Wiltshire Council’s Strategic Planning Committee was recommended by officers to approve a plan by Gleeson Homes to build 71 houses on land south of Filands, and agreed to do so.
The plans were discussed on Wednesday (May 27), when the meeting heard Malmesbury Town Council was against the scheme and dozens of locals had written in protest, pointing out the land is not included for housing in their Neighbourhood Plan.
Cllr Gavin Grant, who represents the ward where the development was approved, said the approval drives ‘proverbial horses through neighbourhood planning and local democracy’.
He said: “It’s a beautiful day in Malmesbury but it’s a grim one in reality.”
Speaking after the decision, Malmesbury Mayor Campbell Ritchie said: “This has only happened because the government has recently changed national planning rules and Wiltshire Council has failed to maintain a five-year supply of land.
“But there is more than a five-year land supply in North Wiltshire and we have met - and more - all that has been asked of us in Malmesbury.

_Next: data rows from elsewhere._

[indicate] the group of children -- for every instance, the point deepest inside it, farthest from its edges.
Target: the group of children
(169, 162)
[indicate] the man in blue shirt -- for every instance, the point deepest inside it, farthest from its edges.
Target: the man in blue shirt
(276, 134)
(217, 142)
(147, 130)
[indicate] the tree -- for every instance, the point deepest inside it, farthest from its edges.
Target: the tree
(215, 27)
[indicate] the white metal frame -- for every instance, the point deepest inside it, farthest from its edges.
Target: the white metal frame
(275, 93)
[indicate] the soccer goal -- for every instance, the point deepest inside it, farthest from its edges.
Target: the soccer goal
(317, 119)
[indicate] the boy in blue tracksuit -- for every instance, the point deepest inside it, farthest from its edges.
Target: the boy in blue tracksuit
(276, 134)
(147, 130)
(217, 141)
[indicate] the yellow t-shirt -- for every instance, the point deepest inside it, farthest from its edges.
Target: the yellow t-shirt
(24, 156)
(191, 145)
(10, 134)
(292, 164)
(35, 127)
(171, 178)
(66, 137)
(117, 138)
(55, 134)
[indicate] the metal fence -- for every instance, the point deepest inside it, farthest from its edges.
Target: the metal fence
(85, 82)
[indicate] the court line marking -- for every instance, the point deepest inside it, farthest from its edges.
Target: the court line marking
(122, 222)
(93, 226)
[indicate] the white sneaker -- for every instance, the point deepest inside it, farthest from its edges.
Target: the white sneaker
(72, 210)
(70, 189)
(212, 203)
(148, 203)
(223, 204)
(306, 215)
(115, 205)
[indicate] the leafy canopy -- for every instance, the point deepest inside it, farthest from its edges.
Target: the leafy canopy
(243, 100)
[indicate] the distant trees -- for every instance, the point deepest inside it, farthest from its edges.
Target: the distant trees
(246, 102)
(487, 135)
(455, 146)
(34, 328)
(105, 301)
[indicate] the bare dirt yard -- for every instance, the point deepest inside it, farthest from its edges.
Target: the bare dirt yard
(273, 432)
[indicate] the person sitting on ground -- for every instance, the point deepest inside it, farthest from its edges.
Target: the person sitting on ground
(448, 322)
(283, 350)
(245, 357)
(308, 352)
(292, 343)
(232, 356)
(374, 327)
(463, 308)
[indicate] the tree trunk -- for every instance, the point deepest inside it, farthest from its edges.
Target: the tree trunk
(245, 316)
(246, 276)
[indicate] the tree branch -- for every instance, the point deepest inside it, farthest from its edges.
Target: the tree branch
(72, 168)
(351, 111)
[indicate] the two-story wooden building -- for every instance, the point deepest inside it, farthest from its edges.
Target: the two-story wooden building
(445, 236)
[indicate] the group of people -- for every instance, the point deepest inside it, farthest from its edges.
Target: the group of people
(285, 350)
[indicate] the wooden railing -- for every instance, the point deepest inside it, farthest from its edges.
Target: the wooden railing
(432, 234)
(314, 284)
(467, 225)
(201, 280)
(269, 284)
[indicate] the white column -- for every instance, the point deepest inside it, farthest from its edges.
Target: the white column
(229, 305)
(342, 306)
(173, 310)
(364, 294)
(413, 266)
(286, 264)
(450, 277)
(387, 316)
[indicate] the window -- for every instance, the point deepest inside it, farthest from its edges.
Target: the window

“I cannot pretend that the decision by the committee today does not seriously damage our Malmesbury Neighbourhood Plan and the Neighbourhood Plans of every other community in Wiltshire that deal with housing matters.”
Cllr Grant raised objections due to the ‘unplanned and unwanted’ development’s lack of accessibility to the town and services such as schools. Equally he pointed out that the pavements did not properly service pedestrians or cyclists.
Addressing the committee, he said: “Please stand up for local democracy and the planning policy of Wiltshire and indeed those of the Malmesbury Neighbourhood Plan.”
land has already been identified in and around Malmesbury to build 885 houses by 2026. 750 have been built and 331 are currently in the pipeline making 1,089 new homes.
Normally developments under 200 houses would be decided by the planning committee, but this one went to Strategic Planning because Wiltshire Council’s lack of a five-year land supply scheme means the shortfall has become an issue across the county as a whole.